In the current example, the client desired to determine whether two master batches were equivalent.
The analysis of the two ‘as received’ master batch pellets was simply done by visual inspection and solvent extraction to remove the polycarbonate resin followed by Fourier transform infrared spectroscopy (FTIR) analysis of the insoluble fraction which is mainly the inorganic/organometallic colorant.
FTIR spectra of both ‘as received’ master batch samples indicate the polymer matrix is consistent with bisphenol-A polycarbonate. There was no indication of the colorants. Based on the identification of the polymer, methylene chloride was selected to dissolve the polycarbonate resin and separate it from the inorganic colorant components.
Visual inspection of the two samples in methylene chloride before/after centrifuging and after filtration show significant differences in the colors of the insoluble/soluble fractions and settling tendency of the two samples.
The IR spectra of the two dried solvents isolated after centrifuging (red traces) are compared in the Figure.
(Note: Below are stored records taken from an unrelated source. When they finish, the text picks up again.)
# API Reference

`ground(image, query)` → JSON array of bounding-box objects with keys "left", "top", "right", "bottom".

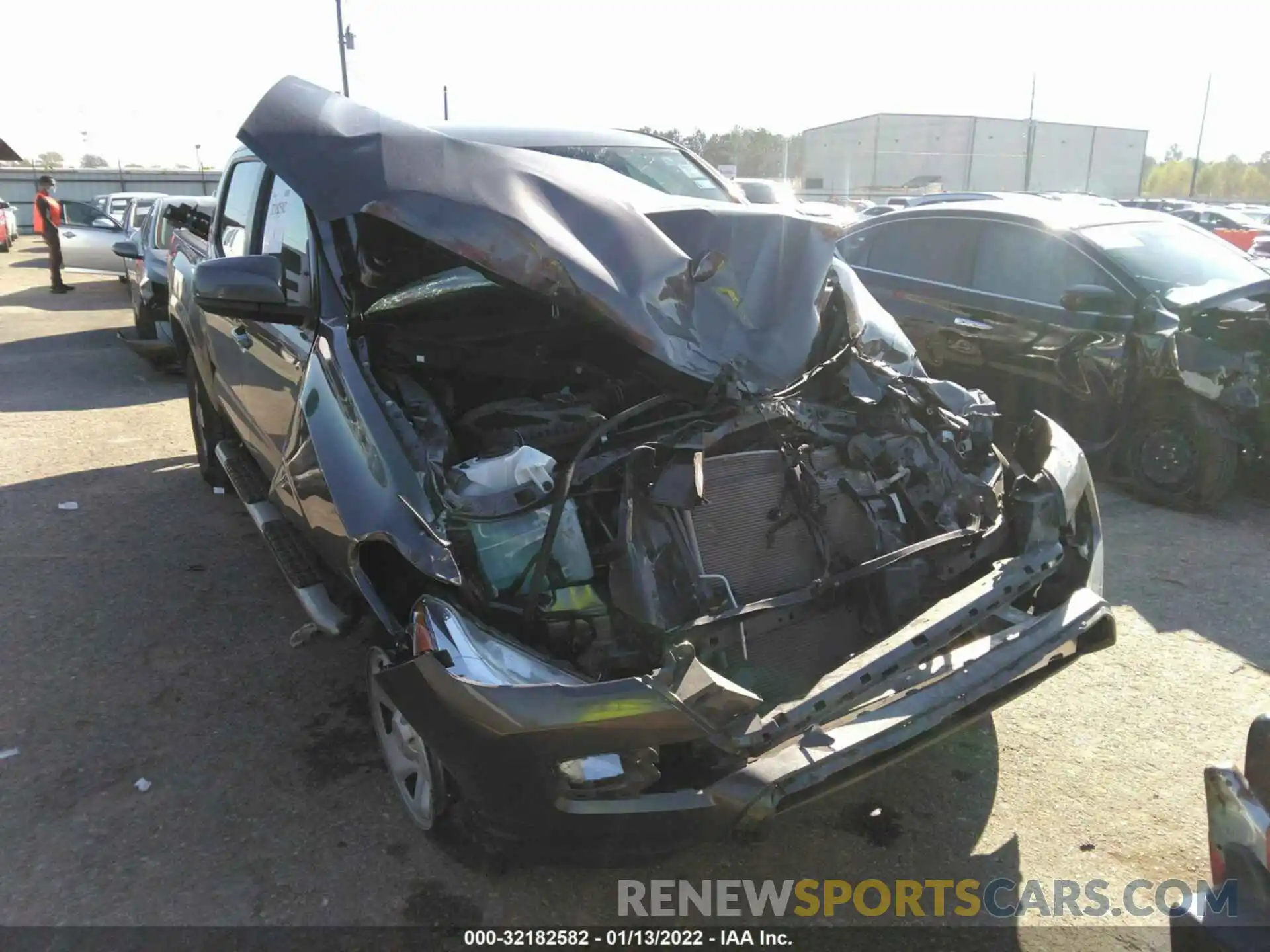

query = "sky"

[{"left": 0, "top": 0, "right": 1270, "bottom": 167}]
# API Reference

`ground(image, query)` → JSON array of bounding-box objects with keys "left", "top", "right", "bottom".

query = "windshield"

[
  {"left": 1081, "top": 221, "right": 1265, "bottom": 299},
  {"left": 533, "top": 146, "right": 732, "bottom": 202},
  {"left": 737, "top": 180, "right": 798, "bottom": 204}
]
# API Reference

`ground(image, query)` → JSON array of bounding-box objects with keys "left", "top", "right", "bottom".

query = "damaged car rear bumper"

[{"left": 378, "top": 573, "right": 1115, "bottom": 853}]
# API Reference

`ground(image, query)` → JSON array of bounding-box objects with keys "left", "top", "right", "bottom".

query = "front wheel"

[
  {"left": 367, "top": 646, "right": 450, "bottom": 833},
  {"left": 1129, "top": 397, "right": 1240, "bottom": 509}
]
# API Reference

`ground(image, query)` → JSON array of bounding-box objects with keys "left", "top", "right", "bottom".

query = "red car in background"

[{"left": 1173, "top": 206, "right": 1270, "bottom": 251}]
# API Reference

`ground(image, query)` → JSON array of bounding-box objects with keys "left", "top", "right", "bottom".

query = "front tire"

[
  {"left": 367, "top": 646, "right": 450, "bottom": 835},
  {"left": 185, "top": 353, "right": 228, "bottom": 487},
  {"left": 1129, "top": 395, "right": 1240, "bottom": 510}
]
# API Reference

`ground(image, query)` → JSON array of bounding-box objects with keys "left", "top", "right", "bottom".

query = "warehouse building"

[{"left": 802, "top": 113, "right": 1147, "bottom": 198}]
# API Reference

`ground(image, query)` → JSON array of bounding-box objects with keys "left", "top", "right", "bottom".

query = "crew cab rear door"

[{"left": 226, "top": 170, "right": 316, "bottom": 476}]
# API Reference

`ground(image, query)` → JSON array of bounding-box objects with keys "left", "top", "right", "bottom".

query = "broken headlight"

[{"left": 410, "top": 595, "right": 587, "bottom": 684}]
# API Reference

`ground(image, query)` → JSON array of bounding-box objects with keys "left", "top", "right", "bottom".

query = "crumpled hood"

[{"left": 239, "top": 76, "right": 917, "bottom": 389}]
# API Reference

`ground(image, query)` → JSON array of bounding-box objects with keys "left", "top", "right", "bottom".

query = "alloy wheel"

The two IR spectra are very different.
While the Master Batch B sample IR spectrum exhibited residual polycarbonate, it had only end absorbance (TiO2 ?) in the IR spectrum.
The IR spectrum of the Master Batch A exhibited absorbance bands suggestive of aluminosilicate, TiO2 and a secondary amide.
Conclusion and Benefit to the Customer
Within a short period of time using common sense and FTIR spectroscopy, ANALYZE was able to determine that the master batches from the two vendors were not equivalent and could not be used in the same medical device.